Michael Rhode has been chief archivist of the Otis Historical Archives at the National Museum of Health and Medicine, a division of the Armed Forces Institute of Pathology, since 1989. Prior to that he was an archives technician at the National Archives and Records Administration.
He received a bachelor’s degree in history from George Washington University in 1987. Rhode is currently a member of the American Association of the History of Medicine. He has authored numerous papers and articles as well as made many presentations on medical history. Exhibits that he has curated include "American Angels of Mercy: Dr. Anita Newcomb McGee's Pictorial Record of the Russo-Japanese War, 1904" in 2001 and "Battlefield Surgery 101: From the Civil War to Vietnam" in 2004. He co-authored the exhibit catalogues for both shows as well.
Rhode has also written exhibits on the Civil War and the Spanish-American War. He has co-written "From Individual Trauma to National Policy: Tracking the Uses of Civil War Veteran Medical Records," a chapter in "Disabled Veterans In History," as well as the foreword to "Photographic Atlas of Civil War Injuries."
Since 1994 he has been a member of the Armed Forces Institute of Pathology’s Human Subjects Experimentation Committee/ Institutional Review Board.
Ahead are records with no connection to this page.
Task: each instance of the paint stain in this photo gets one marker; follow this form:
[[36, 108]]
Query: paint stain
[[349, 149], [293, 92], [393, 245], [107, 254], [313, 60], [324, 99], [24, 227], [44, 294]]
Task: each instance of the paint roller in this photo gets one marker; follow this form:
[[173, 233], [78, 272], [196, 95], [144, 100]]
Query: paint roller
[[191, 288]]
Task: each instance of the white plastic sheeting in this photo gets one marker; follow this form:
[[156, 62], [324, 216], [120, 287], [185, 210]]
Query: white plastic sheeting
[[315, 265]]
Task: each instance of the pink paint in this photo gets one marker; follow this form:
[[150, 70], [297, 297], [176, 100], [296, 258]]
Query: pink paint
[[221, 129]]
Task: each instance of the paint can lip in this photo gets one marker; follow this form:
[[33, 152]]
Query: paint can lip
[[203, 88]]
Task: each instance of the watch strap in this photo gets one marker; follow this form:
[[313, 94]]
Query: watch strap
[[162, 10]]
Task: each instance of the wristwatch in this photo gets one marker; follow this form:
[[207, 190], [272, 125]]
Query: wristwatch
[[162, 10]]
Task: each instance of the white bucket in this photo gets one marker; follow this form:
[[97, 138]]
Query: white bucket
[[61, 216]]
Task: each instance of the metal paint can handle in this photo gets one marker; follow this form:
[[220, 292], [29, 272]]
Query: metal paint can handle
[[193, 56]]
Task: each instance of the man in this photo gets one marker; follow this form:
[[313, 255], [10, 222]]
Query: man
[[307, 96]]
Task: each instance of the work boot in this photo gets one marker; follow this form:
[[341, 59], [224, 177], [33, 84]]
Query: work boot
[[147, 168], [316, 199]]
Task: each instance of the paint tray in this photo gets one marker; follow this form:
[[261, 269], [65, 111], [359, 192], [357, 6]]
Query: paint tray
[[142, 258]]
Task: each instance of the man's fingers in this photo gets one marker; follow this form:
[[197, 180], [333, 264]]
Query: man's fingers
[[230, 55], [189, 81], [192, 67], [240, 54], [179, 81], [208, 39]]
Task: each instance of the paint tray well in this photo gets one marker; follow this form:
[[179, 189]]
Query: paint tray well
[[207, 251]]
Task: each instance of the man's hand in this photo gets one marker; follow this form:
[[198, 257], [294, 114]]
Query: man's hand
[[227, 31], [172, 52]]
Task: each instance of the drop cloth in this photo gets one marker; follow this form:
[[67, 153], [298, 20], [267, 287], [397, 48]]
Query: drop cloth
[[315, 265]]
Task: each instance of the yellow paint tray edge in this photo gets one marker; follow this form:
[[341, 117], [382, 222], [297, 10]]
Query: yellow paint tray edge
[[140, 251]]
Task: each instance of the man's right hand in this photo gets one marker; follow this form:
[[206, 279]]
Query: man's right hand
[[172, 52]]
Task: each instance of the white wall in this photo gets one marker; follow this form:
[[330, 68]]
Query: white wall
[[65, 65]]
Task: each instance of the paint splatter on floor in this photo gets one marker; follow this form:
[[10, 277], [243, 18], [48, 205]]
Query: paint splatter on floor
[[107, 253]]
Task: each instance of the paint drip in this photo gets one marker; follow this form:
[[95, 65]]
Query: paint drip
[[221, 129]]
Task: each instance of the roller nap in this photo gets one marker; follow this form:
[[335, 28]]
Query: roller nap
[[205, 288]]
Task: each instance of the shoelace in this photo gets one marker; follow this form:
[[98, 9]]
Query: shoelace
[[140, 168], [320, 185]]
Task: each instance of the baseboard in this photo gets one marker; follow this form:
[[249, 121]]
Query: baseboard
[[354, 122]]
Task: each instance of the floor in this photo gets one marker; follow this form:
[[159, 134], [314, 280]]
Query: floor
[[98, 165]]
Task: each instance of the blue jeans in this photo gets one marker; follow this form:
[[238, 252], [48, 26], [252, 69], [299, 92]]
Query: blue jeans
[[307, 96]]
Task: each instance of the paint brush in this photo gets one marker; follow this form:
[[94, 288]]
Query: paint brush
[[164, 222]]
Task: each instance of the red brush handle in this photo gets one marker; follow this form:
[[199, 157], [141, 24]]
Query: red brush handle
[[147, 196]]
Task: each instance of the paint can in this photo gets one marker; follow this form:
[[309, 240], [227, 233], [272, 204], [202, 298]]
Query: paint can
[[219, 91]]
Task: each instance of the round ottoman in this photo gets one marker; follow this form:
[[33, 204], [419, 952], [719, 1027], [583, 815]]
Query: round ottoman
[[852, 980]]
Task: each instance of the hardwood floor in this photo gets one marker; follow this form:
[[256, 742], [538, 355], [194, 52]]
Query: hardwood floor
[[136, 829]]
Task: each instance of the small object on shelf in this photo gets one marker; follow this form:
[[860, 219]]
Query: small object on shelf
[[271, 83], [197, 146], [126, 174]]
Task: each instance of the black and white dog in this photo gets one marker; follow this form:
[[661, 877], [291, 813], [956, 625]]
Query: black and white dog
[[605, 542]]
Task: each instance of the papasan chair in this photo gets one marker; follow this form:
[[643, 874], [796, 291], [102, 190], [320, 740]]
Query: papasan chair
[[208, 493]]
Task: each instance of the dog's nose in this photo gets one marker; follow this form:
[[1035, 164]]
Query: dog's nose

He is a former steering committee member of the Science, Technology & Healthcare Roundtable of the Society of American Archivists. Rhode held Top Secret Security clearances from both the National Archives and Records Administration and the U.S. Department of State. A collector of comic books and an editorial board member of the “International Journal of Comic Art,” Rhode resides in Arlington, Va. with his wife and daughter.